Writing for The New York Times, Coral Davenport writes about how Donald Trump’s war on science has not only furthered environmental damage and vulnerability to disasters but left him unprepared for this week’s talks with North Korean leader Kim Jong-un:


As President Trump prepares to meet Kim Jong-un of North Korea to negotiate denuclearization, a challenge that has bedeviled the world for years, he is doing so without the help of a White House science adviser or senior counselor trained in nuclear physics.

Mr. Trump is the first president since 1941 not to name a science adviser, a position created during World War II to guide the Oval Office on technical matters ranging from nuclear warfare to global pandemics. As a businessman and president, Mr. Trump has proudly been guided by his instincts. Nevertheless, people who have participated in past nuclear negotiations say the absence of such high-level expertise could put him at a tactical disadvantage in one of the weightiest diplomatic matters of his presidency.

“You need to have an empowered senior science adviser at the table,” said R. Nicholas Burns, who led negotiations with India over a civilian nuclear deal during the George W. Bush administration. “You can be sure the other side will have that.”

The lack of traditional scientific advisory leadership in the White House is one example of a significant change in the Trump administration: the marginalization of science in shaping United States policy.

There is no chief scientist at the State Department, where science is central to foreign policy matters such as cybersecurity and global warming.
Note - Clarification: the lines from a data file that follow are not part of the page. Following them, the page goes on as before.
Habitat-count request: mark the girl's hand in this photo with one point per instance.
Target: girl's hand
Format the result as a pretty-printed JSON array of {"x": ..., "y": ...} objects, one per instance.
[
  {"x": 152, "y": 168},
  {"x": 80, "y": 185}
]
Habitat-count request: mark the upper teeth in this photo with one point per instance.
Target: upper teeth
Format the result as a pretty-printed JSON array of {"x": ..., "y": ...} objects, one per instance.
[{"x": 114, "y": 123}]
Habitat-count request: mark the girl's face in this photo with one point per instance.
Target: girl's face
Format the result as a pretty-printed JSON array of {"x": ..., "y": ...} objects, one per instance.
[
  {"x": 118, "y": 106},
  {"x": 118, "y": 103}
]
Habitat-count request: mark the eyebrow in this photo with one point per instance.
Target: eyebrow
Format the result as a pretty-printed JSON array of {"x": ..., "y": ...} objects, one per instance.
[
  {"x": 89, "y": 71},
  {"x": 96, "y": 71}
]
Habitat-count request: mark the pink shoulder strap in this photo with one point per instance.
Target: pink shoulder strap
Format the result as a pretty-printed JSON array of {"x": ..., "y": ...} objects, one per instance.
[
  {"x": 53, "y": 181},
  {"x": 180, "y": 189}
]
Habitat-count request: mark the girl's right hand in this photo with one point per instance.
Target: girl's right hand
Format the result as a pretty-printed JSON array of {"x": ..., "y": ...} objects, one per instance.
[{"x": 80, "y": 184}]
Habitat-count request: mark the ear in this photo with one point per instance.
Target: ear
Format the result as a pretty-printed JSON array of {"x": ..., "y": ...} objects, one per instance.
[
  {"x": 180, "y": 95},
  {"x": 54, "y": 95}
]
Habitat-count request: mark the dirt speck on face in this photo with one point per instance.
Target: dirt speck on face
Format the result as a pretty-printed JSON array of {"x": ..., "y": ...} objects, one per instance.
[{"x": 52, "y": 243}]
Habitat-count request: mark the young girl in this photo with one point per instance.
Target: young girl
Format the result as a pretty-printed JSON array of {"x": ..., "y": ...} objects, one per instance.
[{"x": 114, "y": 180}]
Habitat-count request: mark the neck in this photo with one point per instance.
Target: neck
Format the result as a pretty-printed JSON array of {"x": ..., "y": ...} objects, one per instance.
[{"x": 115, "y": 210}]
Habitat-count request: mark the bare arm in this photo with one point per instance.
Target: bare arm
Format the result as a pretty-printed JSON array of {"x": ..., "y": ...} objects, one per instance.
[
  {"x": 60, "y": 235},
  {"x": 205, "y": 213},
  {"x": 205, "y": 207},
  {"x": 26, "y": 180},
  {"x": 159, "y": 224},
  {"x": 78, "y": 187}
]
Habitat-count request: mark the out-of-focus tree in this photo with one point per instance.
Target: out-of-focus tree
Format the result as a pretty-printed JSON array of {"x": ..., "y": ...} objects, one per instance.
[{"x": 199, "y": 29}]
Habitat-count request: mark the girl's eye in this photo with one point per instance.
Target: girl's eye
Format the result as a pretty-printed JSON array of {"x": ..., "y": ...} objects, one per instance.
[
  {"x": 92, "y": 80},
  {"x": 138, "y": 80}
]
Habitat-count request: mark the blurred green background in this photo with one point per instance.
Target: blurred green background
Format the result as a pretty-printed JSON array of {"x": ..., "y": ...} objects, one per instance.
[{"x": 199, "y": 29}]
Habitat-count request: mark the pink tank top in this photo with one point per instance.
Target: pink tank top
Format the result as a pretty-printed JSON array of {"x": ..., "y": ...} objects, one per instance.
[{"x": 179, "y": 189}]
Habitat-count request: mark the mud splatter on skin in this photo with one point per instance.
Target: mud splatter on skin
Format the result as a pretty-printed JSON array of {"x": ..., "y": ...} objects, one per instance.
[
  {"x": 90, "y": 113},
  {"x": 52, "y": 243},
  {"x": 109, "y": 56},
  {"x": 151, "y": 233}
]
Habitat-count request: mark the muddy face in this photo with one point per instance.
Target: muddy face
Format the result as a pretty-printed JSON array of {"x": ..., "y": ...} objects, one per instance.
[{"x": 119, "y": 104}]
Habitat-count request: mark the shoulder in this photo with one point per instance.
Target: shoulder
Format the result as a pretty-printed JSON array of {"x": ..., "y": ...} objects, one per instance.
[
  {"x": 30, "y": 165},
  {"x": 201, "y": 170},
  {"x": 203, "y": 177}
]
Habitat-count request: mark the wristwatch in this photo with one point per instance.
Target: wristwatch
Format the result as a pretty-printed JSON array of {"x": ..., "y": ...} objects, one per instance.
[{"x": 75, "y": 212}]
Nor is there a chief scientist at the Department of Agriculture: Mr. Trump last year nominated Sam Clovis, a former talk-show host with no scientific background, to the position, but he withdrew his name and no new nomination has been made.

These and other decisions have consequences for public health and safety and the economy. Both the Interior Department and the National Oceanic and Atmospheric Administration have disbanded climate science advisory committees. The Food and Drug Administration disbanded its Food Advisory Committee, which provided guidance on food safety.

Government-funded scientists said in interviews that they were seeing signs that their work was being suppressed, and that they were leaving their government jobs to work in the private sector, or for other countries.

After Mr. Trump last year withdrew from the Paris climate agreement, the international pact committing nations to tackle global warming, France started a program called “Make Our Planet Great Again” — named in reference to Mr. Trump’s slogan, “Make America Great Again” — to lure the best American scientists to France. The program has so far provided funding for 24 scientists from the United States and other countries to do their research in France.

The White House declined to comment on these and other suggestions that the role of science in policymaking has been diminished in the Trump administration. Regarding the coming talks with Mr. Kim, a spokesman for the White House’s National Security Council, Garrett Marquis, emphasized that “the president’s advisers are experts in their fields.”

The larger matter, though, is the president’s lack of a close senior adviser at the White House level, someone who has Mr. Trump’s trust and his ear, said Michael Oppenheimer, a professor of geosciences and international affairs at Princeton.

“I don’t think there’s ever been a time in the post-World War II period where issues as important as nuclear weapons are on the table, and there is no serious scientist there to help the president through the thicket,” he said. “This reverberates throughout policy.”